Shwenandaw Kyaung: Wrapped in Gold
The history of the Golden palace Monastery or Shwenandaw Kyaung located near the Mandalay Hill in the Mandalay region of Myanmar dates back to the year 1880 when King Thibaw Min built it after dismantling his father’s apartment. Situated very close to the Atumashi Monastery, this historic Buddhist monastery (Shwenandaw Kyaung), acts as a wonderful specimen of traditional Myanmar wooden artwork.
This building formerly acted as the palace complex used primarily as an apartment by King Mindon along with his chief queen. Later, as already mentioned above, the king’s son dismantled it and built this monastery. Ruler Thibaw Min used the monastery as his meditation center and very interestingly the couch on which he rested can be seen even today. The primary reason behind dismantling the new building was that the king feared that it was haunted by his father’s spirit.

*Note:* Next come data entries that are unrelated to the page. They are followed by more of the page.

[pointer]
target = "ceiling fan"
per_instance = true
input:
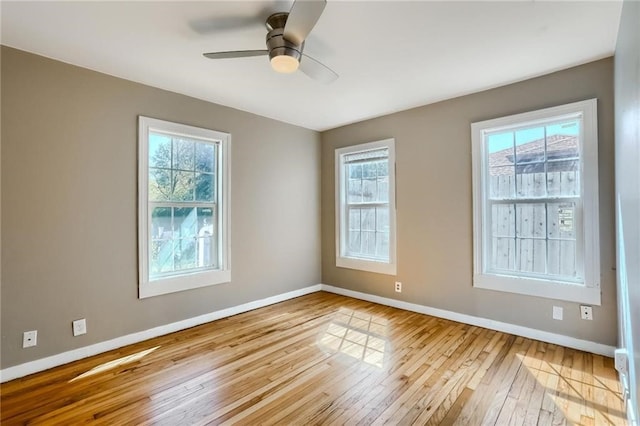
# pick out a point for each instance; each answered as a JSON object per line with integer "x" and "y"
{"x": 285, "y": 42}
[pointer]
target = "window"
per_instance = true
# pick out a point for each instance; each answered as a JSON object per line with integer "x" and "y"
{"x": 535, "y": 188}
{"x": 365, "y": 207}
{"x": 183, "y": 207}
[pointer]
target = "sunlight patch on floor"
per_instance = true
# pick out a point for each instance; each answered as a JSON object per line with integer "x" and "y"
{"x": 582, "y": 398}
{"x": 358, "y": 335}
{"x": 114, "y": 364}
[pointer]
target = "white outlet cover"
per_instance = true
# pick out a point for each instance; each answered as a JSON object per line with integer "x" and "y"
{"x": 557, "y": 312}
{"x": 586, "y": 312}
{"x": 80, "y": 327}
{"x": 29, "y": 338}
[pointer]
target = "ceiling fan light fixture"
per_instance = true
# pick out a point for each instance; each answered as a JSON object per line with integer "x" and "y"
{"x": 284, "y": 64}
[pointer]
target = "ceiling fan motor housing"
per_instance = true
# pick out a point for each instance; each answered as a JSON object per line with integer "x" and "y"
{"x": 276, "y": 43}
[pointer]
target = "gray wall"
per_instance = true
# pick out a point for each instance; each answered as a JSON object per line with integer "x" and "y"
{"x": 69, "y": 219}
{"x": 627, "y": 91}
{"x": 434, "y": 205}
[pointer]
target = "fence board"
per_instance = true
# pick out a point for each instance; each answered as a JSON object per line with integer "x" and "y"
{"x": 529, "y": 237}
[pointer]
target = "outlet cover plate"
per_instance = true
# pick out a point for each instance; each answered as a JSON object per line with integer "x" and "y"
{"x": 29, "y": 338}
{"x": 586, "y": 312}
{"x": 557, "y": 312}
{"x": 80, "y": 327}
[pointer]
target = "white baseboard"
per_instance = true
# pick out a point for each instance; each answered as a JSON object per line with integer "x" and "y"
{"x": 42, "y": 364}
{"x": 531, "y": 333}
{"x": 31, "y": 367}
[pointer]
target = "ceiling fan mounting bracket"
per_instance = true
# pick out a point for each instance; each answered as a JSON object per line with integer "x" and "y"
{"x": 277, "y": 20}
{"x": 278, "y": 45}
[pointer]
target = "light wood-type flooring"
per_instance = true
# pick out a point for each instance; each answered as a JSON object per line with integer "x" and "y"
{"x": 325, "y": 359}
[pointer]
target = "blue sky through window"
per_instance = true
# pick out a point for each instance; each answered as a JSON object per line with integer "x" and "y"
{"x": 499, "y": 141}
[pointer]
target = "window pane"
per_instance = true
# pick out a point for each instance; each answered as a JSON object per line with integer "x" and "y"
{"x": 161, "y": 223}
{"x": 159, "y": 151}
{"x": 161, "y": 257}
{"x": 531, "y": 220}
{"x": 159, "y": 185}
{"x": 503, "y": 248}
{"x": 369, "y": 190}
{"x": 563, "y": 178}
{"x": 383, "y": 168}
{"x": 383, "y": 189}
{"x": 382, "y": 219}
{"x": 205, "y": 157}
{"x": 563, "y": 140}
{"x": 354, "y": 242}
{"x": 530, "y": 146}
{"x": 369, "y": 243}
{"x": 185, "y": 254}
{"x": 205, "y": 187}
{"x": 382, "y": 245}
{"x": 183, "y": 186}
{"x": 531, "y": 253}
{"x": 354, "y": 219}
{"x": 369, "y": 170}
{"x": 184, "y": 222}
{"x": 561, "y": 220}
{"x": 206, "y": 247}
{"x": 501, "y": 164}
{"x": 183, "y": 151}
{"x": 562, "y": 258}
{"x": 530, "y": 159}
{"x": 354, "y": 171}
{"x": 355, "y": 191}
{"x": 368, "y": 219}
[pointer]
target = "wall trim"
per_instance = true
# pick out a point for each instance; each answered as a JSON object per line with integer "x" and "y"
{"x": 518, "y": 330}
{"x": 42, "y": 364}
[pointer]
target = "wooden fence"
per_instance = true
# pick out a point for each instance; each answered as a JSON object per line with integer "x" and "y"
{"x": 536, "y": 236}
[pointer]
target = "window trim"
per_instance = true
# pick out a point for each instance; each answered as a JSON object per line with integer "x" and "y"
{"x": 370, "y": 265}
{"x": 585, "y": 292}
{"x": 192, "y": 279}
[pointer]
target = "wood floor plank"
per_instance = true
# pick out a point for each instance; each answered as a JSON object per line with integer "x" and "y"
{"x": 324, "y": 359}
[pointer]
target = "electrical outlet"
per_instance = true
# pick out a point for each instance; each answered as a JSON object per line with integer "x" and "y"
{"x": 586, "y": 312}
{"x": 80, "y": 327}
{"x": 557, "y": 312}
{"x": 29, "y": 338}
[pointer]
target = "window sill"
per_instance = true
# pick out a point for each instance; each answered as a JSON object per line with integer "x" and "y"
{"x": 540, "y": 288}
{"x": 183, "y": 282}
{"x": 366, "y": 265}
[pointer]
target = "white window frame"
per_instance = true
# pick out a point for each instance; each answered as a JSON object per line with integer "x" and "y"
{"x": 191, "y": 279}
{"x": 587, "y": 290}
{"x": 342, "y": 259}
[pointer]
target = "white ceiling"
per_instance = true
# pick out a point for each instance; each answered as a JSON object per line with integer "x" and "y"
{"x": 391, "y": 55}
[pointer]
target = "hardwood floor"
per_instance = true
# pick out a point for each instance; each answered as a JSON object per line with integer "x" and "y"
{"x": 325, "y": 359}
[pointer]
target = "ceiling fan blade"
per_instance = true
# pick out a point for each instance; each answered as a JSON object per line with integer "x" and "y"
{"x": 225, "y": 23}
{"x": 302, "y": 18}
{"x": 236, "y": 54}
{"x": 316, "y": 70}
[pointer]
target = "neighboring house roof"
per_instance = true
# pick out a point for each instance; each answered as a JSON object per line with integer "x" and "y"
{"x": 558, "y": 147}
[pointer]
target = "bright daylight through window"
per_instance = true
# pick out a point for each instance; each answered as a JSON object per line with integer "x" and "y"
{"x": 365, "y": 207}
{"x": 535, "y": 184}
{"x": 183, "y": 230}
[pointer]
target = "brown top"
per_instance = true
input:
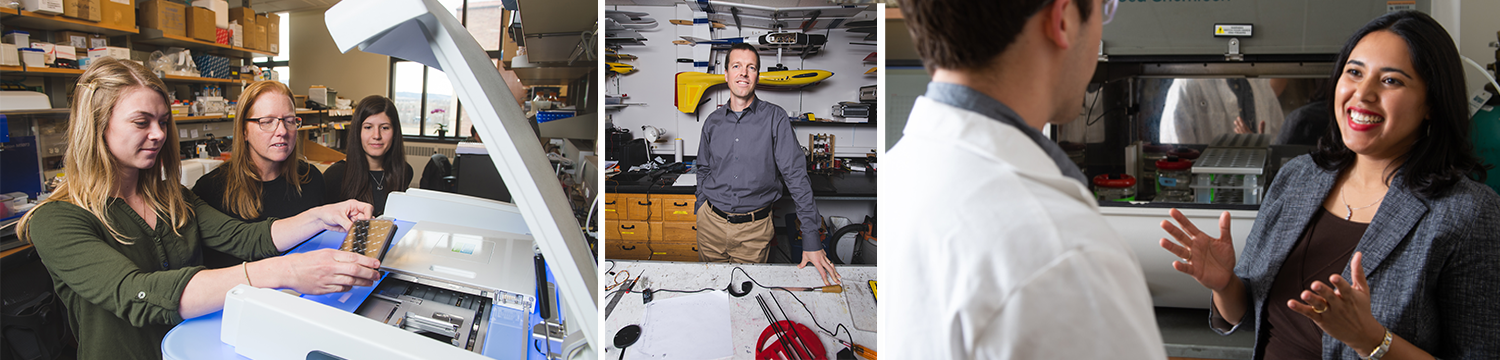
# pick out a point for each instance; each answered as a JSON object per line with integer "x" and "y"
{"x": 1323, "y": 249}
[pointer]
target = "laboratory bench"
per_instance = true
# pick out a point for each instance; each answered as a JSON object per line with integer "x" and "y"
{"x": 1187, "y": 335}
{"x": 648, "y": 218}
{"x": 723, "y": 324}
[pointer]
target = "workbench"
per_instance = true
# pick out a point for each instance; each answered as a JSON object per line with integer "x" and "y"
{"x": 647, "y": 218}
{"x": 747, "y": 320}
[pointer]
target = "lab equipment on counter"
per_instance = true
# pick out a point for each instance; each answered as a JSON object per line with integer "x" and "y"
{"x": 1115, "y": 188}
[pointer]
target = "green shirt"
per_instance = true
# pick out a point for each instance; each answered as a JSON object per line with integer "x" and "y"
{"x": 122, "y": 299}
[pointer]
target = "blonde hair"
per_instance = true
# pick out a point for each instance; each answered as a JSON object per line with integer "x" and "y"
{"x": 242, "y": 183}
{"x": 90, "y": 165}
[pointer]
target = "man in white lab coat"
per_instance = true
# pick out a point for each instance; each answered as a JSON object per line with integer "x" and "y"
{"x": 999, "y": 249}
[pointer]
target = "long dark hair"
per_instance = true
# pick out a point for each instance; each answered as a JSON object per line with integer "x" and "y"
{"x": 356, "y": 171}
{"x": 1443, "y": 155}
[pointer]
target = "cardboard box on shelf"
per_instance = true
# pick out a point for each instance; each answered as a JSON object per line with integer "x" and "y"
{"x": 71, "y": 38}
{"x": 168, "y": 17}
{"x": 119, "y": 14}
{"x": 245, "y": 15}
{"x": 200, "y": 23}
{"x": 98, "y": 41}
{"x": 110, "y": 51}
{"x": 65, "y": 51}
{"x": 255, "y": 36}
{"x": 273, "y": 32}
{"x": 44, "y": 6}
{"x": 83, "y": 9}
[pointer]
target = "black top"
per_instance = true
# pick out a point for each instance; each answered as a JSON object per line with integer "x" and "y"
{"x": 335, "y": 186}
{"x": 278, "y": 200}
{"x": 1323, "y": 249}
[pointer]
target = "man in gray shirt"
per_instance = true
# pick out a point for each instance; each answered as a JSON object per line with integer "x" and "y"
{"x": 746, "y": 152}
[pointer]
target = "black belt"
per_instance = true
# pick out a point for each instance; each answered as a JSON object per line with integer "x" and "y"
{"x": 762, "y": 213}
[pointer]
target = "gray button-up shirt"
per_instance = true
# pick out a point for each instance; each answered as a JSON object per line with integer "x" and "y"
{"x": 743, "y": 161}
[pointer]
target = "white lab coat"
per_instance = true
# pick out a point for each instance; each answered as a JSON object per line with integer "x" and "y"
{"x": 990, "y": 252}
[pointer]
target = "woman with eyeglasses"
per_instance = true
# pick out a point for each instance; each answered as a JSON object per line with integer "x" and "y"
{"x": 120, "y": 239}
{"x": 1377, "y": 245}
{"x": 378, "y": 164}
{"x": 264, "y": 176}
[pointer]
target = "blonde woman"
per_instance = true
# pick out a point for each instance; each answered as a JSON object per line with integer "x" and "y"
{"x": 264, "y": 177}
{"x": 122, "y": 239}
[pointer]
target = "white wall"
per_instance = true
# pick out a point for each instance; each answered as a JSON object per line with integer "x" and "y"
{"x": 315, "y": 60}
{"x": 656, "y": 65}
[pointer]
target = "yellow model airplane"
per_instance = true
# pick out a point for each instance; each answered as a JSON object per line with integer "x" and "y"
{"x": 690, "y": 86}
{"x": 621, "y": 68}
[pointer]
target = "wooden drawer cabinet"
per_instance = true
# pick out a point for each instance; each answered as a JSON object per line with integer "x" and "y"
{"x": 678, "y": 231}
{"x": 614, "y": 210}
{"x": 677, "y": 207}
{"x": 626, "y": 251}
{"x": 633, "y": 230}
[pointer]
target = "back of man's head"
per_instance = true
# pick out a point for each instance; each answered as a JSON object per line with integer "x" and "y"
{"x": 965, "y": 35}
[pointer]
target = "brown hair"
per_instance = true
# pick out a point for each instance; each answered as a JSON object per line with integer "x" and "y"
{"x": 242, "y": 183}
{"x": 90, "y": 165}
{"x": 966, "y": 35}
{"x": 393, "y": 161}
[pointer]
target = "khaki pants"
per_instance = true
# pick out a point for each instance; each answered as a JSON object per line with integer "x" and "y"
{"x": 723, "y": 242}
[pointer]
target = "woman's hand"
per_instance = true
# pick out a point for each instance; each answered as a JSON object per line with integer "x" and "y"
{"x": 339, "y": 216}
{"x": 1343, "y": 309}
{"x": 318, "y": 272}
{"x": 1208, "y": 260}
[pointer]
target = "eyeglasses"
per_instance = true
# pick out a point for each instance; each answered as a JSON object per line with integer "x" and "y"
{"x": 269, "y": 123}
{"x": 1109, "y": 9}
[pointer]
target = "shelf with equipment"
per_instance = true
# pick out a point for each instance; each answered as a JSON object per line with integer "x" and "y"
{"x": 41, "y": 21}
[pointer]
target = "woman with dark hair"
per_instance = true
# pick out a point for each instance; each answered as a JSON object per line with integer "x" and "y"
{"x": 1388, "y": 194}
{"x": 378, "y": 164}
{"x": 266, "y": 177}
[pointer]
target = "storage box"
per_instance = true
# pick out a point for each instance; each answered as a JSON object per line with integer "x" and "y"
{"x": 221, "y": 11}
{"x": 243, "y": 15}
{"x": 273, "y": 32}
{"x": 255, "y": 36}
{"x": 44, "y": 6}
{"x": 47, "y": 51}
{"x": 33, "y": 57}
{"x": 71, "y": 38}
{"x": 110, "y": 51}
{"x": 9, "y": 54}
{"x": 168, "y": 17}
{"x": 236, "y": 35}
{"x": 119, "y": 14}
{"x": 18, "y": 38}
{"x": 83, "y": 9}
{"x": 200, "y": 23}
{"x": 66, "y": 53}
{"x": 98, "y": 41}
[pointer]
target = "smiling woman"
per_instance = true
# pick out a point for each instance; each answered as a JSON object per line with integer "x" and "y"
{"x": 266, "y": 176}
{"x": 378, "y": 165}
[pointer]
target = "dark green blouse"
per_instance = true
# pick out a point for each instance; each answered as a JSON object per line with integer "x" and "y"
{"x": 122, "y": 299}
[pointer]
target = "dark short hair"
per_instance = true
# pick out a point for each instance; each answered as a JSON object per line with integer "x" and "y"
{"x": 1442, "y": 155}
{"x": 966, "y": 35}
{"x": 746, "y": 47}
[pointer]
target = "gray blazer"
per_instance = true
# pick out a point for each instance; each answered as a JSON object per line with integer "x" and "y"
{"x": 1433, "y": 264}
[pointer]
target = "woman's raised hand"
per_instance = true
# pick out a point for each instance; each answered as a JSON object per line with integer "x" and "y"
{"x": 1208, "y": 260}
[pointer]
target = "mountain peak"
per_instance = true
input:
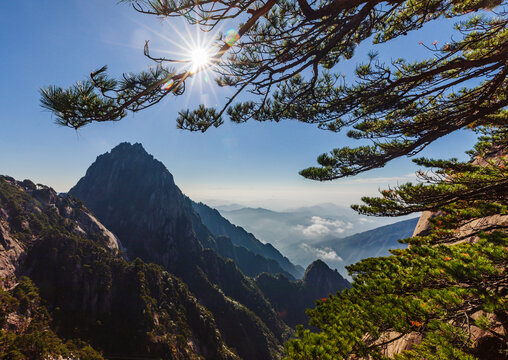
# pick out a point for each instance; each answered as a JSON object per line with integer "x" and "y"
{"x": 318, "y": 266}
{"x": 128, "y": 147}
{"x": 320, "y": 275}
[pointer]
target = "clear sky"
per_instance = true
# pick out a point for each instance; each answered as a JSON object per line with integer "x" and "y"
{"x": 61, "y": 41}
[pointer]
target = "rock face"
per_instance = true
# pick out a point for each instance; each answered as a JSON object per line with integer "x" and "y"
{"x": 122, "y": 309}
{"x": 37, "y": 199}
{"x": 292, "y": 298}
{"x": 135, "y": 196}
{"x": 220, "y": 226}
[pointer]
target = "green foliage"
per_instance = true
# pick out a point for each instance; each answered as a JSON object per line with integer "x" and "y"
{"x": 93, "y": 295}
{"x": 285, "y": 58}
{"x": 26, "y": 333}
{"x": 450, "y": 280}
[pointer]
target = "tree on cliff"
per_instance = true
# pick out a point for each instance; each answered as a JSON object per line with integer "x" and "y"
{"x": 440, "y": 289}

The building is filled with intricate wooden carvings. There was a time when it was totally covered with gold, but today only the interiors have retained the shimmer owing to the severity of the tropical climate here. There are several parts of the exterior carvings that have been seriously affected by the harsh weather. Figures of mythical creatures and motifs grace the building in its entirety. The Buddhist myths are carved in the walls and the roofs of the monastery that is etched in the traditional Burmese architectural style. 10 Jataka scenes from the Buddha’s life are carved in the interior. There is hardly any surviving monastery that’s so beautifully etched out from teak.